Si donc le modèle iii de E. Mandel, celui de la « concurrence inter-impérialiste », ne correspond pas fidèlement à la réalité actuelle, ce n’est pas parce que ce modèle est partiellement contourné ou dépassé par les modalités concrètes de la mondialisation, de sorte que certains éléments des autres deux modèles sont également valables.[13] Au contraire, c’est parce que le processus de la mondialisation ne l’a pas (encore ?) pleinement réalisé. L’impérialisme continental en Europe n’a pas (encore ?) remplacé les impérialismes nationaux européens. Il co-existent avec eux et il est lié à eux par un rapport de tension et de conflit potentiel.
La mondialisation et la fin de la guerre froide ont accéléré le processus de la construction européenne. Les interdépendances économiques et politiques fortement accrues entre les pays membres de l’Union créent une situation nouvelle en Europe. L’impérialisme européen est fondé sur une base confédérative avec des éléments fédératifs très forts. Plus précisément, l’architecture européenne est de nature hybride. S’agit-il d’une confédération d’Etats qui ne sont plus vraiment indépendants ou plutôt d’une fédération avec un Etat central « sous-développé » ? Politiquement le concept le plus adéquat c’est plutôt la confédération, économiquement c’est plutôt la fédération.

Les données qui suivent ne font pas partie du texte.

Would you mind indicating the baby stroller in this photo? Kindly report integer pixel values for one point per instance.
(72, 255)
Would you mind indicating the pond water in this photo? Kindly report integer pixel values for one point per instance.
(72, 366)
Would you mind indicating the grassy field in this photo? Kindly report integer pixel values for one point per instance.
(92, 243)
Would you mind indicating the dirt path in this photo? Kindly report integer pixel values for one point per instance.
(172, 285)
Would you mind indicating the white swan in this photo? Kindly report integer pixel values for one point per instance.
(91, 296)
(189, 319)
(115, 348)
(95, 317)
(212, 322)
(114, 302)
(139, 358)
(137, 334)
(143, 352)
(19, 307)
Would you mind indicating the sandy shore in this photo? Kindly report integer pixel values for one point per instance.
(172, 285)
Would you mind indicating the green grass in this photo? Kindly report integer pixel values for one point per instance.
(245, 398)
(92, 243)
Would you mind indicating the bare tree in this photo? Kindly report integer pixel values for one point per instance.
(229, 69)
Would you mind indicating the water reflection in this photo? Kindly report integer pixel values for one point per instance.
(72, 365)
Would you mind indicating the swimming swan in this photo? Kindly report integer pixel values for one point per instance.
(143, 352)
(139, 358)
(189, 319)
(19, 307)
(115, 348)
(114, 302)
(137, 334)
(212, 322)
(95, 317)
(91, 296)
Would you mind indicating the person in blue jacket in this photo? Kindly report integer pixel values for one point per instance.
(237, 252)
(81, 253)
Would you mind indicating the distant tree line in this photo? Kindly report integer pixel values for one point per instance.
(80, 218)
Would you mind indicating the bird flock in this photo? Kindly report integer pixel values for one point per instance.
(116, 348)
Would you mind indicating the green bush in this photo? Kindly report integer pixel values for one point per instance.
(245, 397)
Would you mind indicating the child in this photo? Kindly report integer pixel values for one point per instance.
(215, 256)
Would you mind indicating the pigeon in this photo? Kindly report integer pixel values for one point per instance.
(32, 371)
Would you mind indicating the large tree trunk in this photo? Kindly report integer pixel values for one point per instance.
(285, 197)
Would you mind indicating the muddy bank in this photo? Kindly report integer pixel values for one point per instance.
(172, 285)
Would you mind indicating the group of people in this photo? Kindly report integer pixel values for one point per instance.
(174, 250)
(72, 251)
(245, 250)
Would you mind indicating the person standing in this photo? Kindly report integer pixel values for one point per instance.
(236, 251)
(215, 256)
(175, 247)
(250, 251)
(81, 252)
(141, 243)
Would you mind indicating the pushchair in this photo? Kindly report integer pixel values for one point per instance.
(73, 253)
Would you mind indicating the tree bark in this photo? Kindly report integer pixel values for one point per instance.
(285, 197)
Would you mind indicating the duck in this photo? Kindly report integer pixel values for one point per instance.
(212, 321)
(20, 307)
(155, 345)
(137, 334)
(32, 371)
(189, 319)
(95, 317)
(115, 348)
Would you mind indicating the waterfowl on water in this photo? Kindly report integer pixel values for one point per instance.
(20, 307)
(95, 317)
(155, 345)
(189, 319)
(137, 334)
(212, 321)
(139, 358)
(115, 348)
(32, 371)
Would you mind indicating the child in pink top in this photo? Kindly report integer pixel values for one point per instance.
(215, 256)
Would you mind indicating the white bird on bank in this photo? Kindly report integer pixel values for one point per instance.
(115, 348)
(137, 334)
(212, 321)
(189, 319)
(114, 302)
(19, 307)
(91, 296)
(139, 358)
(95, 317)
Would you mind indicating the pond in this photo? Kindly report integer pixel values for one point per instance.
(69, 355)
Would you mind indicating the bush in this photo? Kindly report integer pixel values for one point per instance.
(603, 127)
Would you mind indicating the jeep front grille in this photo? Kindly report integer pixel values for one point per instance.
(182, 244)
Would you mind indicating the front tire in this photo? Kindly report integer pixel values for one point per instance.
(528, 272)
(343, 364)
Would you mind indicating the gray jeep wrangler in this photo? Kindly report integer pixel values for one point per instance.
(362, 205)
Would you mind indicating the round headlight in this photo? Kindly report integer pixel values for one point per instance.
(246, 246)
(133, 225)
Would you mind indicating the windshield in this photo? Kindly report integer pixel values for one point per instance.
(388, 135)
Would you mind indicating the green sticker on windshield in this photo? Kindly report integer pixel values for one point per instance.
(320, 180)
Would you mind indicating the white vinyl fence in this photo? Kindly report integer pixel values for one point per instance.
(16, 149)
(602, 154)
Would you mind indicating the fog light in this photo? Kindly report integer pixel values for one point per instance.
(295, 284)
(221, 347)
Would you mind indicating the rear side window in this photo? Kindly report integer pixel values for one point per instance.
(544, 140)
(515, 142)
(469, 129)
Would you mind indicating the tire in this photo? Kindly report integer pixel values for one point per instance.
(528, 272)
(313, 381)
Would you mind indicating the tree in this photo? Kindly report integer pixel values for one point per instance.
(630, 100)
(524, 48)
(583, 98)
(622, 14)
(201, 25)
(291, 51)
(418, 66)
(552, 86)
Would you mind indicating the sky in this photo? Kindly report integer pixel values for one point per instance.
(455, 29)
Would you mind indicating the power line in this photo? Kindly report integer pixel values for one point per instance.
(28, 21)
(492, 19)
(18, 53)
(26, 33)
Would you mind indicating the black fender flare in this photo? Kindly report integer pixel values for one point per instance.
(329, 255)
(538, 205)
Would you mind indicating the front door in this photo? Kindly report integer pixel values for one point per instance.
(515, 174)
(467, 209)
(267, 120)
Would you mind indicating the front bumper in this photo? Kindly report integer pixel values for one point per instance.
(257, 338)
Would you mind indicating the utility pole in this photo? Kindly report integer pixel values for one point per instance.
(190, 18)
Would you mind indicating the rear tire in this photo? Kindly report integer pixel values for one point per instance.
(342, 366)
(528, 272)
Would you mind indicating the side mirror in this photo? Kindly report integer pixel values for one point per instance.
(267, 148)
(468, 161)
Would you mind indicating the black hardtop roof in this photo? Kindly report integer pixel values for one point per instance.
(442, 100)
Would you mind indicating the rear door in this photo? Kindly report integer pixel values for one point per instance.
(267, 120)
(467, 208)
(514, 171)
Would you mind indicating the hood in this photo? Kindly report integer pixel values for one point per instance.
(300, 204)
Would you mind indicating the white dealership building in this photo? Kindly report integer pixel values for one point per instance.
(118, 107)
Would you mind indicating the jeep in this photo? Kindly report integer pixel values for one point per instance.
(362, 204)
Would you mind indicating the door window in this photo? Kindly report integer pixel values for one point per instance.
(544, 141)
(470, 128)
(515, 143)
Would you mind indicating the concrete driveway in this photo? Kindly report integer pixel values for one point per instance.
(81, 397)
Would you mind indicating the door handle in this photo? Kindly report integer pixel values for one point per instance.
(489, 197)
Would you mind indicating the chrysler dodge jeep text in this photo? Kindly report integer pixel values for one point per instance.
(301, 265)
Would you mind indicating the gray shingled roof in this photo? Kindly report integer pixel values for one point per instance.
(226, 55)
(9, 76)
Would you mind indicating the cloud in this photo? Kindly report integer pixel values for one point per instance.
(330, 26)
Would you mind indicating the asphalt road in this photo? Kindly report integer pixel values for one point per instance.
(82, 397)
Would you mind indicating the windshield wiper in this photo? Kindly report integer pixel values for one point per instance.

La construction européenne est donc contradictoire. Ses contradictions, tout en constituant un handicap sérieux pour l’UE que les élites ne peuvent pas résoudre de manière efficace, ne la mettent pas en question. L’impérialisme européen est une réalité. C’est bien dans cette réalité contradictoire que s’inscrit aujourd’hui la stratégie des luttes d’émancipation.
Bien avant l’événement de l’euro et de la banque centrale européenne, avant même celui du marché unique et de la libre circulation des capitaux, le néolibéralisme ne pouvait être battu sur une base nationale, y compris dans les grands pays de l’Union. Dès les années 1970, les politiques keynésiennes ont perdu de leur efficacité non à cause de la mondialisation en générale, mais à cause de sa dimension régionale. Dans les années 1980, l’économie européenne prise comme un tout était encore (et elle l’est toujours) une économie suffisamment fermée et introvertie pour pouvoir résister au néolibéralisme. C’est avant-tout la concurrence inter-européenne qui rendait « nécessaires » les politiques d’austérité et non la concurrence intercontinentale. La politique neolibérale d’ailleurs n’a jamais été appliquée aux Etats-Unis avec la rigueur et le dogmatisme européens.
Les politiques keynésiennes en Europe présupposaient un minimum de coordination entre les pays européens, alors que les politiques libérales étaient applicables à l’échelle nationale. Ces dernières, en s’imposant dans certains pays d’abord au début des années 1980, ont modifié l’environnement concurrentiel en Europe. Elles ont ainsi exercé une forte pression aux pays « hétérodoxes » (tel par exemple la France des premières années du premier septennat de F. Mitterrand) qui se sont progressivement engagés eux aussi dans la course d’une régression sociale concurrentielle. La dérive de la social-démocratie au social-libéralisme résulte, dit-on, de sa conception mécaniste et linéaire du progrès. Elle résulte tout autant de sa vision nationale des choses et de son incapacité d’agir de manière coordonnée sur un espace plus large et pour un projet réformiste plus global. C’est pourquoi la social-démocratie n’a pas pu contribuer à la construction européenne qu’en acceptant de gérer les intérêts nationaux des classes dominantes.
Cette interdépendance économique et politique des pays européens, le développement d’un impérialisme supranational « consensuel » en Europe plus concrètement, modifie de manière essentielle la stratégie du projet émancipateur. Entre le niveau national, trop étroit, et le niveau mondial, trop gigantesque, de la lutte des classes, intervient aujourd’hui un troisième niveau que personne ne peut ignorer : le niveau continental.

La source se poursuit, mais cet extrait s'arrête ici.